TahuBerita.com, Jakarta – “Pada tahun 2017 Indonesia sendiri tercatat sebagai 10 negara yang menjadi target penyerangan siber,” ujar Menteri Dalam Negeri, Tjahjo Kumolo, di acara Diskusi Panel tentang Kesiapan Kemendagri di sisi Tata Kelola, SDM dan Teknologi Keamanan Siber untuk Mengawal dan Mewujudkan Good Governance di Jakarta, Selasa (24/07/2018).

Menurut Tjahjo, berdasarkan data Kementerian Komunikasi dan Informatika (Kominfo), serangan siber dari tahun ke tahun terus meningkat.
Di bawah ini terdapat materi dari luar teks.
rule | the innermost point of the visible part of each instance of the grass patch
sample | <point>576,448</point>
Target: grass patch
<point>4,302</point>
Pada 2014, serangan siber berdampak pada 11 juta identitas. Meningkat pada 2015, menjadi  13 juta identitas. Kemudian, naik lagi pada  2016 berdampak pada  15 juta identitas.

“Kami juga dari tahun 2016 sampai tahun 2017 telah melaksanakan kegiatan assessment keamanan sistem dan infrastruktur teknologi informasi dan komunikasi di lingkungan Kemendagri bekerja sama dengan Badan Sandi dan Siber Negara (BSSN),” ujar Tjahjo.

Assessment, kata Tjahjo, untuk mengetahui celah keamanan sistem informasi dengan cara melakukan penetration test terhadap sistem informasi. Langkah antisipasi lainnya berupa sterilisasi ruang pimpinan di lingkungan Kemendagri yang dilakukan secara rutin.

Selain itu, Kemendagri juga memiliki jalur khusus Virtual Private Network (VPN) yang pengelolaannya berada di BSSN untuk  mengirim dan menerima berita atau informasi yang  bersifat biasa, terbatas dan rahasia.